CAIRO: Three soldiers and 46 “very dangerous” militants have been killed in clashes in the northern and central Sinai peninsula, Egyptian authorities said on Monday.
The military also said Egyptian forces had destroyed 15 hideouts and dismantled 204 explosive devices. Troops also found weapons caches, including explosives, in Sinai, the Western Desert and southern Egypt.
Several hundred militants have been killed since the Egyptian military launched a major campaign in February 2018 aimed at eliminating Daesh or related groups in Sinai, the army said.
The Sinai peninsula covers 60,000 square kilometers in northeast Egypt bordering the Gaza Strip and Israel, divided into two governorates.
The north is at the center of a long-running insurgency led by a local affiliate of Daesh known as Sinai Province. The group, formerly called Ansar Beit Al-Maqdis, had links with Al-Qaeda before pledging allegiance to Daesh in 2014.
Militants have stepped up attacks on security forces and also targeted civilians, mainly Egypt’s minority Coptic Christians, killing hundreds of people.
“Since 2016, terrorist attacks in Egypt have primarily been carried out by the Daesh affiliates,” said Allison McManus of the Washington-based Tahrir Institute for Middle East Policy.
In response, President Abdel Fattah El-Sisi ordered security forces to use “all brute force” to restore stability to Sinai.
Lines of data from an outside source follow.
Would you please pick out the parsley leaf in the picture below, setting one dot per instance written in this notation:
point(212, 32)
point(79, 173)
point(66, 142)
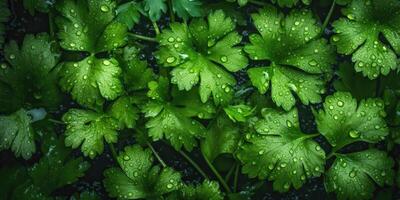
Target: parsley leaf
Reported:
point(125, 112)
point(128, 14)
point(88, 128)
point(138, 178)
point(352, 176)
point(187, 8)
point(199, 52)
point(208, 190)
point(17, 134)
point(89, 26)
point(168, 120)
point(4, 14)
point(359, 35)
point(31, 78)
point(343, 122)
point(155, 8)
point(222, 136)
point(298, 54)
point(280, 152)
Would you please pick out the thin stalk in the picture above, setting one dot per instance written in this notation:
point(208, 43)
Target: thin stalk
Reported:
point(236, 178)
point(156, 29)
point(51, 24)
point(141, 37)
point(229, 174)
point(219, 177)
point(194, 164)
point(328, 17)
point(56, 121)
point(156, 155)
point(259, 3)
point(113, 152)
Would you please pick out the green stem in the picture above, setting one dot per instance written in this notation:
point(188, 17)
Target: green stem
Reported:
point(141, 37)
point(156, 155)
point(56, 121)
point(328, 17)
point(229, 174)
point(236, 177)
point(216, 173)
point(51, 24)
point(156, 29)
point(194, 164)
point(113, 152)
point(259, 3)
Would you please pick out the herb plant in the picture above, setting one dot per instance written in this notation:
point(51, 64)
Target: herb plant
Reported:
point(190, 99)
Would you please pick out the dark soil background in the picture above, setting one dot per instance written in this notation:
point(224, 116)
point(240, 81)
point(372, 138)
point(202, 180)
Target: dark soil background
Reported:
point(21, 23)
A year ago Egypt mobilized land, sea and air forces in a nationwide offensive called Sinai 2018.
The operations are focused on North Sinai but also cover parts of the Nile Delta region and the porous western border with Libya.
“Today, despite years of military campaigns of which Sinai 2018 is the most recent and most important, the terrorist threat remains in Egypt,” McManus said.